ClickSoftware, the Israeli company whose software helps companies better manage their workforces, is putting itself up for sale and asking $300 million, a 25% premium on its Nasdaq-traded share prices as on Tuesday, TheMarker has learned.
Piper Jaffrey has been selected to manage the sale of the company, which has offices in Petah Tikva in Israel and California and employs 300 people. The company declined to comment, saying it doesn’t respond to unverified reports.
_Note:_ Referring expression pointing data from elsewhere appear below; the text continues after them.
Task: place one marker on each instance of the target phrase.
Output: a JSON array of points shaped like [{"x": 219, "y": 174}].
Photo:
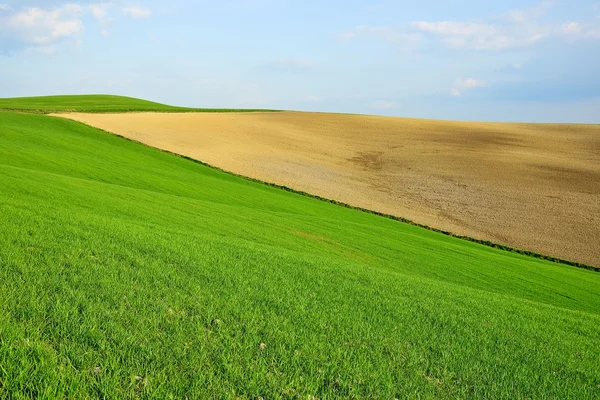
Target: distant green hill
[
  {"x": 127, "y": 272},
  {"x": 94, "y": 104}
]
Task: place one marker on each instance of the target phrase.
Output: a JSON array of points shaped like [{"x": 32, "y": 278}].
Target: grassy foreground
[
  {"x": 94, "y": 104},
  {"x": 126, "y": 272}
]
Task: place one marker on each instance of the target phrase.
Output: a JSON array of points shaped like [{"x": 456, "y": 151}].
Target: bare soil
[{"x": 530, "y": 186}]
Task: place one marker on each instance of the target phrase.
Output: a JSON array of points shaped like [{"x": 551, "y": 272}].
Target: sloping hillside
[{"x": 128, "y": 272}]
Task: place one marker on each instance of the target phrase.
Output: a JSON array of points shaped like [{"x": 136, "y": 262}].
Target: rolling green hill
[
  {"x": 128, "y": 272},
  {"x": 93, "y": 104}
]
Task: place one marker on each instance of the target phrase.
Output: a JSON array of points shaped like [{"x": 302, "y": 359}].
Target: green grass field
[
  {"x": 127, "y": 272},
  {"x": 94, "y": 104}
]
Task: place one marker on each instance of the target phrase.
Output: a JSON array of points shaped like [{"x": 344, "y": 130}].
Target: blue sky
[{"x": 447, "y": 59}]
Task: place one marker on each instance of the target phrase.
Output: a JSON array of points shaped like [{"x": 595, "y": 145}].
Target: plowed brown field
[{"x": 530, "y": 186}]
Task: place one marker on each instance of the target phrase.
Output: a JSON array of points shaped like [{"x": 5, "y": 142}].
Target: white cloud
[
  {"x": 101, "y": 14},
  {"x": 137, "y": 12},
  {"x": 483, "y": 36},
  {"x": 449, "y": 28},
  {"x": 461, "y": 85},
  {"x": 383, "y": 105},
  {"x": 405, "y": 40},
  {"x": 516, "y": 29},
  {"x": 312, "y": 99},
  {"x": 578, "y": 30},
  {"x": 291, "y": 64},
  {"x": 39, "y": 27}
]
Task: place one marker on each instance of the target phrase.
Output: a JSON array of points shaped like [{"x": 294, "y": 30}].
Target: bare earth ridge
[{"x": 530, "y": 186}]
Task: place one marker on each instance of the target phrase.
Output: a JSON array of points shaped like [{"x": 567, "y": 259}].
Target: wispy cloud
[
  {"x": 43, "y": 28},
  {"x": 137, "y": 12},
  {"x": 515, "y": 29},
  {"x": 383, "y": 105},
  {"x": 461, "y": 85},
  {"x": 290, "y": 65},
  {"x": 37, "y": 29}
]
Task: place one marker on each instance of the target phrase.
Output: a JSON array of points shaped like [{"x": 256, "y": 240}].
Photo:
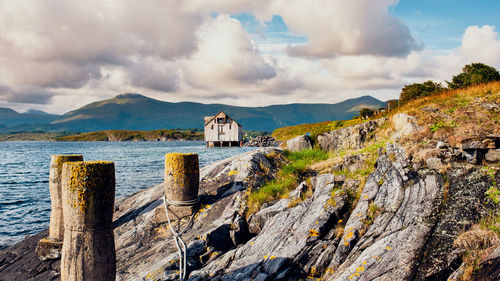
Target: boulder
[
  {"x": 262, "y": 141},
  {"x": 299, "y": 143},
  {"x": 493, "y": 155},
  {"x": 433, "y": 163},
  {"x": 353, "y": 137}
]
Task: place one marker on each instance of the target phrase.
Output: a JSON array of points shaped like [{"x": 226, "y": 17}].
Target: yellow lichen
[{"x": 313, "y": 232}]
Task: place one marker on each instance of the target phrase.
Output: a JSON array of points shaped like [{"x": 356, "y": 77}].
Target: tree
[
  {"x": 366, "y": 112},
  {"x": 473, "y": 74},
  {"x": 418, "y": 90}
]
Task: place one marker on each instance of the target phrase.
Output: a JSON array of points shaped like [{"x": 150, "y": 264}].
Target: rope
[{"x": 179, "y": 243}]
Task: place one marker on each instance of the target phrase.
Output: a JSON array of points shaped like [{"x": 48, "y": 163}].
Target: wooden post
[
  {"x": 88, "y": 192},
  {"x": 50, "y": 247},
  {"x": 182, "y": 180}
]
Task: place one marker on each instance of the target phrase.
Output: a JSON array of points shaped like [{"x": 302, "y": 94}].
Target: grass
[
  {"x": 288, "y": 177},
  {"x": 315, "y": 129},
  {"x": 457, "y": 114}
]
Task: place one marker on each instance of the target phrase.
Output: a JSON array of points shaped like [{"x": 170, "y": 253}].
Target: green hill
[{"x": 137, "y": 112}]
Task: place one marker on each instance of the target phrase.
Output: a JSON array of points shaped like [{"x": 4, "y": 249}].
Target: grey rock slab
[
  {"x": 493, "y": 155},
  {"x": 287, "y": 234},
  {"x": 299, "y": 143},
  {"x": 389, "y": 247},
  {"x": 404, "y": 124},
  {"x": 353, "y": 137}
]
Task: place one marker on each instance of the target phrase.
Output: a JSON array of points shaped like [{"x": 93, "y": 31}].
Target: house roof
[{"x": 208, "y": 119}]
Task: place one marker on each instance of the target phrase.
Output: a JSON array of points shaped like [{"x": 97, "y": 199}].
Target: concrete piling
[
  {"x": 50, "y": 247},
  {"x": 182, "y": 181},
  {"x": 88, "y": 251}
]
The sale won’t be the first time ClickSoftware sought to market itself. Several years ago it began contacts to be acquired by the German business-software company SAP but they didn’t lead to a deal. Yet Sergey Vastchenok, an analyst at Oppenheimer & Company, said the company’s move into cloud computing improved its chances.
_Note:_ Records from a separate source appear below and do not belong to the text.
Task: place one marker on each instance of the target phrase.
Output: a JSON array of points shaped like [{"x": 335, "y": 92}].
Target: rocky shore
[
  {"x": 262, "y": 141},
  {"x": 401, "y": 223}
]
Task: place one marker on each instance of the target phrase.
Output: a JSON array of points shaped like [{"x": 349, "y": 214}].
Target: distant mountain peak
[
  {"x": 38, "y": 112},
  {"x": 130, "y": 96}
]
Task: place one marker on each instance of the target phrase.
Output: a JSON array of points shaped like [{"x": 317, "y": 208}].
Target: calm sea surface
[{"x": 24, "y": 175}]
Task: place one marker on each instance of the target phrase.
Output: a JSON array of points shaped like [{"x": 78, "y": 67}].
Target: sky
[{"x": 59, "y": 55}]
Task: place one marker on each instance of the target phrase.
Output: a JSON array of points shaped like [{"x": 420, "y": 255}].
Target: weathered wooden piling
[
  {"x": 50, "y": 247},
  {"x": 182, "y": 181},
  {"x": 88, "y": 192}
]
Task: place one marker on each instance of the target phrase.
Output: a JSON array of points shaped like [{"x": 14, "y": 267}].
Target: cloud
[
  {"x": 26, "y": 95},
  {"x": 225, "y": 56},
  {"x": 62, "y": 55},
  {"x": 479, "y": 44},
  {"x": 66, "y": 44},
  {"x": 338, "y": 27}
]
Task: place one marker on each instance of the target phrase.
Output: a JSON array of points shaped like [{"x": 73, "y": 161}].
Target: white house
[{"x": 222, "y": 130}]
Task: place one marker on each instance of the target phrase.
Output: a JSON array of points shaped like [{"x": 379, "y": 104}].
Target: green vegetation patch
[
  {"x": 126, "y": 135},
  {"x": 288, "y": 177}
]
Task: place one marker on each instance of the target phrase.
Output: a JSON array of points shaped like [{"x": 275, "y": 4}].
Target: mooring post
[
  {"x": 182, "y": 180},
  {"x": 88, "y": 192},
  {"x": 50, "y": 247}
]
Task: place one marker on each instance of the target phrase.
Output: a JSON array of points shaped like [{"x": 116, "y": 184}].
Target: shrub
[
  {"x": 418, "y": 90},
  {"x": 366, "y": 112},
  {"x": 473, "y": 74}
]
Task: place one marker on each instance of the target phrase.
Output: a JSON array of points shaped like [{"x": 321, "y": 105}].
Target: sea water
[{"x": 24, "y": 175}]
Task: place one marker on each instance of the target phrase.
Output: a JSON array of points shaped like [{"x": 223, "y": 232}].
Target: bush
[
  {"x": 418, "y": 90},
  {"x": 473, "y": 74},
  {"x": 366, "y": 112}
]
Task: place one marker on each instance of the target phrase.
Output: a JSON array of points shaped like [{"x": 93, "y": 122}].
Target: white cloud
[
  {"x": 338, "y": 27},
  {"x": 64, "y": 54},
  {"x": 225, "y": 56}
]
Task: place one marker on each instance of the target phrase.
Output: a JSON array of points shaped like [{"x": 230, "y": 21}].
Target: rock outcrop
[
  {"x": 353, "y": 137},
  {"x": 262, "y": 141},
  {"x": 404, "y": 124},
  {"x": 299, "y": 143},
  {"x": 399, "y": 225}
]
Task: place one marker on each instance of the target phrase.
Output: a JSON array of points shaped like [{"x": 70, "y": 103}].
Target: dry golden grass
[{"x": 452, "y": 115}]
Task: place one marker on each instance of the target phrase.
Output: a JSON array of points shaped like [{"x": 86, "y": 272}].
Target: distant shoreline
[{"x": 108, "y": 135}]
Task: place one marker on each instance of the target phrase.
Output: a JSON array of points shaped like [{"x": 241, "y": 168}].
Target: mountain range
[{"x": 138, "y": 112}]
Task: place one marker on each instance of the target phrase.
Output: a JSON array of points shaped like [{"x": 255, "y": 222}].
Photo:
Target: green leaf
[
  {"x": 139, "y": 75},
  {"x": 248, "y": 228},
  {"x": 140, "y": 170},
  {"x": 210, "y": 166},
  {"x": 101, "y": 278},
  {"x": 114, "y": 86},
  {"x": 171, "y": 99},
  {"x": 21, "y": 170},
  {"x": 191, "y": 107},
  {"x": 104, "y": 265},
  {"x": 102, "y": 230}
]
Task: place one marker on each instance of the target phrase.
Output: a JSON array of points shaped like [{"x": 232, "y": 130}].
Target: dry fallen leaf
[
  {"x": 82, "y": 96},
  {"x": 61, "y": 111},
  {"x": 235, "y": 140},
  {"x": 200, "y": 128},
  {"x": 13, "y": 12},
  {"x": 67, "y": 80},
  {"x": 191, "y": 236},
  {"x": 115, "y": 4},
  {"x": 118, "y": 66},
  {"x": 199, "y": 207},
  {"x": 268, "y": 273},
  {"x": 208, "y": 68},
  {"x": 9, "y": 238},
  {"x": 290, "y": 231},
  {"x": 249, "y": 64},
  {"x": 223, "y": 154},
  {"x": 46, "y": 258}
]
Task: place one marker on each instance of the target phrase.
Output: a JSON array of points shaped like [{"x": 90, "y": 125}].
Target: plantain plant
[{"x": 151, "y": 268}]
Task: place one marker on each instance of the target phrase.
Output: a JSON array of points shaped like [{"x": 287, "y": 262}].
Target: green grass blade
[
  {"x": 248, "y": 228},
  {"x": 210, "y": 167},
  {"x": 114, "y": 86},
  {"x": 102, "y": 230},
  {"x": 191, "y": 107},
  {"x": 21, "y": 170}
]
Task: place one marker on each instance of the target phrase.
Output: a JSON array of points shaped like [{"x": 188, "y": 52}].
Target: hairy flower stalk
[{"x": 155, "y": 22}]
“An exit for ClickSoftware was always the most likely option, especially after its recent acquisition in cloud,” he said. “Buying Xora, which it did in 2014, boosted in cloud operations, which generated $5.3 million or 17% of its revenue, compared with $500,000 the same quarter a year ago.”
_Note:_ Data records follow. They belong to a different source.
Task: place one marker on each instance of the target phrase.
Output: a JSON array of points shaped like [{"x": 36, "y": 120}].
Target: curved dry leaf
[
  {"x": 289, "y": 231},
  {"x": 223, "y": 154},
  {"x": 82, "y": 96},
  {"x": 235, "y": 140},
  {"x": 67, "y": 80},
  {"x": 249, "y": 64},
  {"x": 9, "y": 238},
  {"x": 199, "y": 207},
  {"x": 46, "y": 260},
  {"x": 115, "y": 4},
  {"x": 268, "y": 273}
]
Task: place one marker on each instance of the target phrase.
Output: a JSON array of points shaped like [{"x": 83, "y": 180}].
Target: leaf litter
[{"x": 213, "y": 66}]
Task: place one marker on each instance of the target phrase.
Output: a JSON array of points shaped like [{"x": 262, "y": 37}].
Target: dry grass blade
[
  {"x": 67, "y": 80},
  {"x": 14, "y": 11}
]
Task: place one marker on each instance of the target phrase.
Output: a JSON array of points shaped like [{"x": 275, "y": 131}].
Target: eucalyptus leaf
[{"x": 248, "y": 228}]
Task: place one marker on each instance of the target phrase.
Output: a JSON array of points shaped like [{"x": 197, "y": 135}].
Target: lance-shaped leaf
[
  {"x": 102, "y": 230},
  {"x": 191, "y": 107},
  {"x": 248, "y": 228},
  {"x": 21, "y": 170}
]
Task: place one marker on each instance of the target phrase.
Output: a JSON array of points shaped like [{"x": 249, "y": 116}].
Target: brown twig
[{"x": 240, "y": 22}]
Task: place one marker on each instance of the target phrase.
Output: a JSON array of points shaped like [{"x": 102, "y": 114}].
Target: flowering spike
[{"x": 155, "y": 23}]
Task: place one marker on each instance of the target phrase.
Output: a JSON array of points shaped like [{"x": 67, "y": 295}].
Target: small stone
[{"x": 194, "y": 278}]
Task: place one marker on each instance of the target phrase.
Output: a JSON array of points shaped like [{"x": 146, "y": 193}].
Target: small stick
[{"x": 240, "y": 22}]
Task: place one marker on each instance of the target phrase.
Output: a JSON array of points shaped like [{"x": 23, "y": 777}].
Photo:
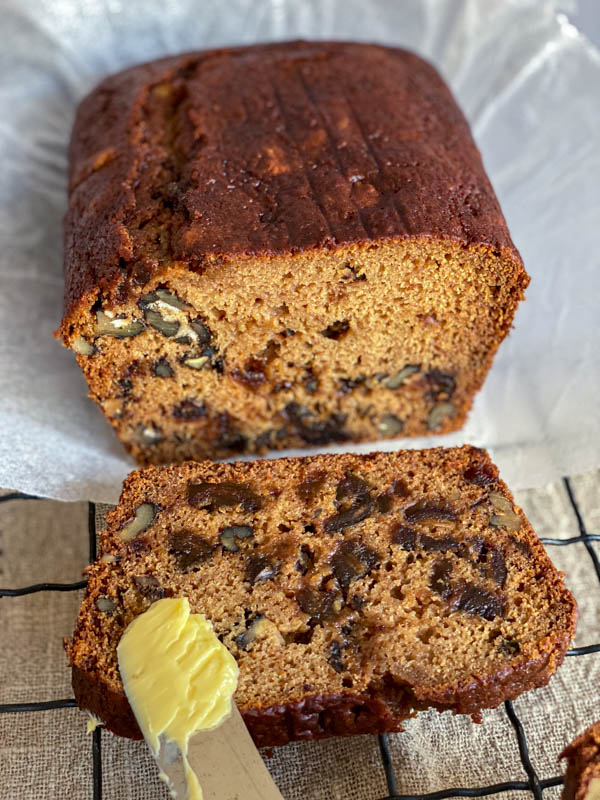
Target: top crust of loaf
[{"x": 266, "y": 151}]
He said management estimated that cloud computing would generate as much as $30 million in annual revenue and serve as the company’s growth engine in the next few years. Vastchenok said a $300 million valuation for ClickSofwtare was probably a little low because it has $50 million of cash on its books. ClickSoftware shares were down 0.3% at $7.05 Tuesday in mid-afternoon trading.
The company’s biggest shareholders are the billionaire George Soros, through his Soros Fund, which holds 9.9% of the stock; FMR, which holds another 9%; and Moshe Ben Bassat, who founded the company in 1996 and now serves as its CEO, and his wife Idit.